Ainsi, dans le 1er âge, l'incertitude a été considérée comme le caprice des dieux, des démons ou d'autres êtres surnaturels. Pour tenter de les convaincre de leur être favorables, les humains ont notamment utilisé des méthodes magiques de divination.
Le 2e âge est celui de la science : nous découvrons que certaines choses que nous pensions imprévisibles ne le sont pas. Par exemple, il est possible de prévoir les marées plusieurs mois à l'avance.

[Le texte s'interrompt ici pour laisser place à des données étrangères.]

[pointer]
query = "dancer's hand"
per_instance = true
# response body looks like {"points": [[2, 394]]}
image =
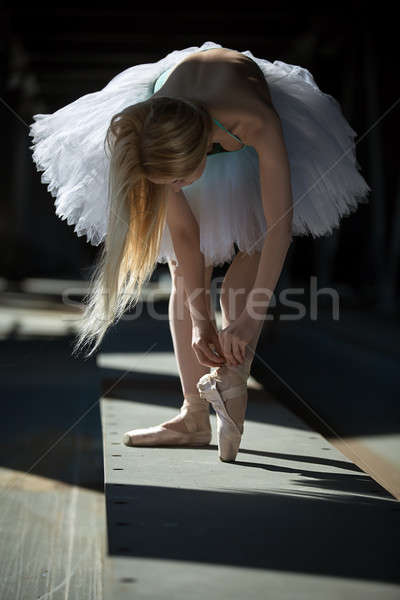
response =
{"points": [[234, 340], [204, 341]]}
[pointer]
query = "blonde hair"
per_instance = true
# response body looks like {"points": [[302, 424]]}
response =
{"points": [[160, 137]]}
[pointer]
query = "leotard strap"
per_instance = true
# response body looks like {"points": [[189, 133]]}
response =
{"points": [[227, 131]]}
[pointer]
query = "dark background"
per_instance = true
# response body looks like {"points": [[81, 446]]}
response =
{"points": [[55, 55]]}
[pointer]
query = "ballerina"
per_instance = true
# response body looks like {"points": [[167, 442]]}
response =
{"points": [[209, 147]]}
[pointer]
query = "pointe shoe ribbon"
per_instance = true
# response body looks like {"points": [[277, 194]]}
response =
{"points": [[196, 421], [229, 434]]}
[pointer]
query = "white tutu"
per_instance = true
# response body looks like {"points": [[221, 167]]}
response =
{"points": [[68, 146]]}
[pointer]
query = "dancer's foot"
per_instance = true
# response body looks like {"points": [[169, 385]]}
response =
{"points": [[226, 390], [191, 427]]}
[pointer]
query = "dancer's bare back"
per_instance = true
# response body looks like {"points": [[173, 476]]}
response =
{"points": [[229, 83]]}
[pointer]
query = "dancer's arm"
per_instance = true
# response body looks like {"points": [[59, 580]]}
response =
{"points": [[264, 133], [266, 137], [185, 235]]}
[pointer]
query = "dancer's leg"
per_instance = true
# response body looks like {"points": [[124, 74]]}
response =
{"points": [[195, 412], [190, 370], [238, 282], [192, 425]]}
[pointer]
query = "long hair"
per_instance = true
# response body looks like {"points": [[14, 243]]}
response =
{"points": [[160, 137]]}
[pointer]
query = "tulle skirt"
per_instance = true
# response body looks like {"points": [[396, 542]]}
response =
{"points": [[226, 201]]}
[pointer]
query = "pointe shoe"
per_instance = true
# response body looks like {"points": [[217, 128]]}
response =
{"points": [[226, 390], [191, 427]]}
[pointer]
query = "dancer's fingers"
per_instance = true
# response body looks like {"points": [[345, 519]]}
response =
{"points": [[226, 347], [208, 355], [237, 351]]}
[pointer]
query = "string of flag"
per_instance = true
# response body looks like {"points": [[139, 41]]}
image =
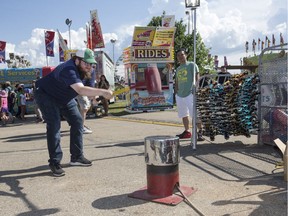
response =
{"points": [[262, 44]]}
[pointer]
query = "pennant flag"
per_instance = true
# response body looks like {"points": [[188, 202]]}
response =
{"points": [[247, 46], [2, 51], [88, 35], [49, 43], [216, 62], [61, 52], [262, 45], [225, 61], [96, 32], [281, 39], [62, 42]]}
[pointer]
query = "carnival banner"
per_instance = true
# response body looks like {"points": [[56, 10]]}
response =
{"points": [[96, 32], [164, 36], [2, 51], [49, 43], [61, 51], [88, 36], [168, 21], [143, 36], [62, 42]]}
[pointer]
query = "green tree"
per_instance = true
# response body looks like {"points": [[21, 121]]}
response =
{"points": [[182, 40]]}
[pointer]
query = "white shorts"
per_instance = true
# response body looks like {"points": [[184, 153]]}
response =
{"points": [[184, 106], [84, 102]]}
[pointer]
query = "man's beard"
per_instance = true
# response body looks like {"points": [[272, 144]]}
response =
{"points": [[83, 74]]}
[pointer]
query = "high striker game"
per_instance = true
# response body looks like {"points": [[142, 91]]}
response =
{"points": [[148, 69]]}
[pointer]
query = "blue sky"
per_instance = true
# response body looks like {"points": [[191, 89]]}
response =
{"points": [[225, 25]]}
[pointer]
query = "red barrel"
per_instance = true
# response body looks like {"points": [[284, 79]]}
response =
{"points": [[162, 159]]}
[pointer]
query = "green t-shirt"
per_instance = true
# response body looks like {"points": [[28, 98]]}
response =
{"points": [[184, 76]]}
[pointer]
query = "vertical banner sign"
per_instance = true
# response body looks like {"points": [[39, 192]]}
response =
{"points": [[61, 52], [2, 51], [225, 61], [62, 43], [96, 32], [168, 21], [49, 43]]}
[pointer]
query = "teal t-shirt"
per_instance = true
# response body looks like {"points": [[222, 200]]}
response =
{"points": [[184, 76]]}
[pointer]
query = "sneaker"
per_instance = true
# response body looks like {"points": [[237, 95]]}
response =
{"points": [[82, 161], [184, 135], [57, 170], [87, 130]]}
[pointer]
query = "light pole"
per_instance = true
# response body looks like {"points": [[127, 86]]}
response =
{"points": [[193, 4], [188, 14], [113, 41], [69, 23]]}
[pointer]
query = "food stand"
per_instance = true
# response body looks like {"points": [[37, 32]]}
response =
{"points": [[148, 67]]}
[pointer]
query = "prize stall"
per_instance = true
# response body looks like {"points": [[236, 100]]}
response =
{"points": [[148, 69]]}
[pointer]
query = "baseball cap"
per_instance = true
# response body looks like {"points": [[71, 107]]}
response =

Puis ce fut le 3e âge, celui des probabilités. En évaluant la probabilité d'un événement et en développant des méthodes de calcul, nous sommes à même d'évaluer les chances de succès ou d'échec et de gérer les risques. Mais nous avons découvert ensuite que le monde, à ses plus petites échelles, est irréductiblement imprévisible :
c'est le 4ème âge, celui du quantique...
Avant d'entrer dans le 5ème âge, celui de la théorie du chaos qui stipule que même lorsque vous connaissez les lois et que celles-ci sont déterministes, vous ne pourrez peut-être pas pour autant prédire l'avenir avec précision. Car les erreurs d'observation augmentent de façon exponentielle ! Enfin, le 6e âge fait la synthèse de toutes les méthodes ci-dessus (hormis la première). Toutes peuvent être combinées pour un bénéfice mutuel : les statistiques peuvent être utilisées pour améliorer les prévisions météorologiques fondées sur une dynamique chaotique, par exemple. Le chaos pourrait expliquer l'étrangeté du monde quantique, etc.
Cependant, une chose demeure : l'humain n'est pas un animal rationnel. Nous avons évolué pour prendre des décisions instantanées... sur la base d'informations insuffisantes! En fait, nous avons toujours tendance à rechercher des preuves qui valident notre décision et à rejeter le reste. C'est ce qu'on appelle le biais de confirmation.
Nos cerveaux sont ainsi des machines de décision dites bayésiennes [du mathématicien Thomas Bayes au XVème siècle], qui analysent le monde sur la base de croyances préexistantes : si quelque chose de nouveau correspond à nos croyances, celles-ci en sont renforcées. Si ce n'est pas le cas, nous ne croyons pas aux preuves. Ainsi, si des éléments semblent montrer qu'un ovni supposé est en réalité un ballon-sonde utilisé par un gouvernement pour une expérience secrète [affaire Roswell aux États-Unis en 1947], celui qui ne croit pas aux ovnis ajoute ces informations au poids de la preuve que ceux-ci n'existent pas; alors que celui qui y croit rejette ces éléments, les considérant comme de la propagande officielle pour dissimuler l'existence d'aliens.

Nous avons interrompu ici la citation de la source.